Além de adorado por grande parte da população de seu estado, o neto de Miguel
Arraes era a esperança de alguns eleitores, o nome da vez para a tal “renovação
na política” (não sei se filho/ neto de peixe é, além de peixinho, renovação. Mas não vem ao caso). E, independente de quem
seja, a interrupção abrupta de uma vida é sempre merecedora de pesar.
Em contrapartida, causou
estranhamento a quantidade de selfies
(as fotos de si mesmo) tiradas durante o velório de Campos. Emblemática foi a
imagem de uma mulher, jovem, erguendo o celular, tombando a cabeça para o lado
e mobilizando a musculatura facial em um sorriso. Tudo, claro, com o caixão ao
fundo. Virou même.
O fenômeno das selfies tem uma justificativa
tecnológica: com celulares e tablets
é possível ao modelo ser também o fotógrafo, visualizando o enquadramento na
tela, arrumando o beicinho e, olha o passarinho!, tirar a foto. No passado,
sobretudo antes da era digital, apertava-se o botão e só quando era feita a
revelação do filme saberíamos se a foto ficou boa. Isso se não queimava. Aí, já
era, o momento histórico ficaria somente na memória.

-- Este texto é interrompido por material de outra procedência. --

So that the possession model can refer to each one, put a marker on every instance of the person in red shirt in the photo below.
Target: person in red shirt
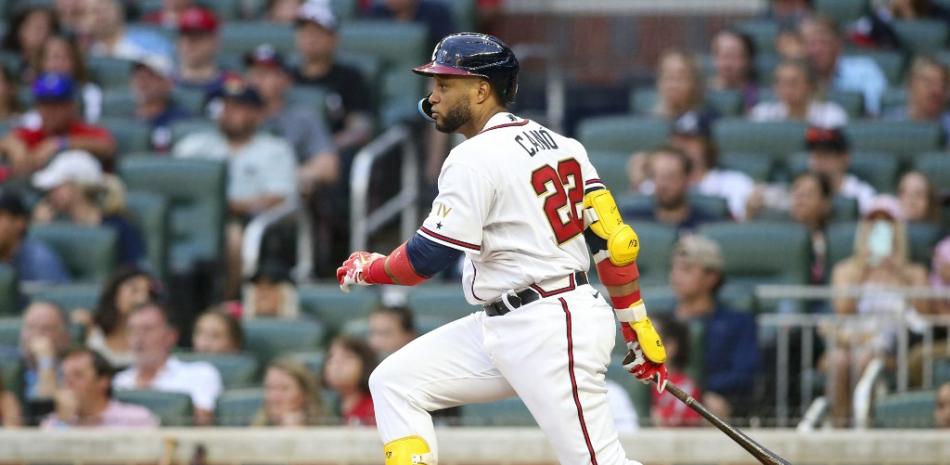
(346, 371)
(27, 149)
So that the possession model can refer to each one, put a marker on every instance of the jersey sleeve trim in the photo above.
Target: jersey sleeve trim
(454, 243)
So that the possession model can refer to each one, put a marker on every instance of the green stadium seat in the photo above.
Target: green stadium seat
(172, 408)
(622, 133)
(333, 308)
(238, 407)
(612, 169)
(922, 36)
(149, 213)
(9, 294)
(239, 37)
(905, 410)
(130, 134)
(269, 338)
(903, 138)
(195, 191)
(442, 301)
(89, 253)
(506, 412)
(236, 370)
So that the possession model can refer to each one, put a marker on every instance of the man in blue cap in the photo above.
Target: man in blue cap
(28, 149)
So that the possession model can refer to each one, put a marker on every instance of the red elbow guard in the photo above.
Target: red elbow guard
(613, 275)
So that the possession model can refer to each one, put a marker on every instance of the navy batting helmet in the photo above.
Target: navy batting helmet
(473, 54)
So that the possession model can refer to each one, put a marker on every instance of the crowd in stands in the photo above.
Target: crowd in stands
(62, 150)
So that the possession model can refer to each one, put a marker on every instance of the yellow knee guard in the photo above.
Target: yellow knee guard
(410, 450)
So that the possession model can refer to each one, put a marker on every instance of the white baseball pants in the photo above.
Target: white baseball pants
(552, 353)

Há, porém, mais por trás das selfies do que só tecnologia. É a reinvenção
do mito de Narciso. Na mitologia grega, o jovem se apaixonou pela própria imagem
refletida na água de uma fonte e morreu se contemplando. No século XXI, ele
tiraria uma foto no celular e já compartilharia no Instagram, com alguns filtros para ficar mais bonito/ estiloso, e
ficaria se admirando em casa, enquanto os amigos lhe dão “like”. (E eu já tratei do tema aqui )
A cultura da selfie diz mais ou menos assim: “é
preciso registrar tudo. Mas não só registrar, ME registrar, também. E quem
melhor para ME registrar do que EU mesmo?” É muito autoamor, muita autodevoção.
Narciso curtiu.
Com tanto amor próprio que as
pessoas acabam perdendo a noção do que está acontecendo ao redor. Esquecem que
há um mundo bem mais complexo do que a timeline
do Facebook. Pouco importa se tem
sete mortos e suas famílias ou se um furacão devastou Nova York (não foi selfie, mas a Nana Gouveia também já
aprontou com o bom senso, lembram?). No mundo da selfie o outro é
importante, sim, na medida em que gera “likes”,
compartilhamentos ou comentários como “lindos! amuuu” e por aí vai.

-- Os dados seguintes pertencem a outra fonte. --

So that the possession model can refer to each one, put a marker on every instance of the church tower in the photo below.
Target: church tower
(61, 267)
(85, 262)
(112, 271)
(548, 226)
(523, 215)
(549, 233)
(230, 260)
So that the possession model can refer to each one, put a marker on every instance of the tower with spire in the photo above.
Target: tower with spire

Ou seja, com tanta tecnologia
promovendo a comunicação, a adoração própria faz o padrão geral ser o monólogo.
E aí, não importa se é momento de tristeza, o importante é o fetiche da imagem
de si mesmo. É preciso, mais do que experimentar o mundo, registrar-se
experimentando o mundo.
Definitivamente, o “Vórtice de
Perspectiva Total” como instrumento de tortura nunca fez tanto sentido. Descrito
no livro “O restaurante no fim do universo”, de Douglas Adams, o "Vórtice" mostra a
quem está em seu interior sua importância na perspectiva do universo. Ou seja,
um pontinho invisível sobre outro pontinho mínimo.
Mas, e aí, á fez uma selfie hoje e desejou bom dia aos
amigux?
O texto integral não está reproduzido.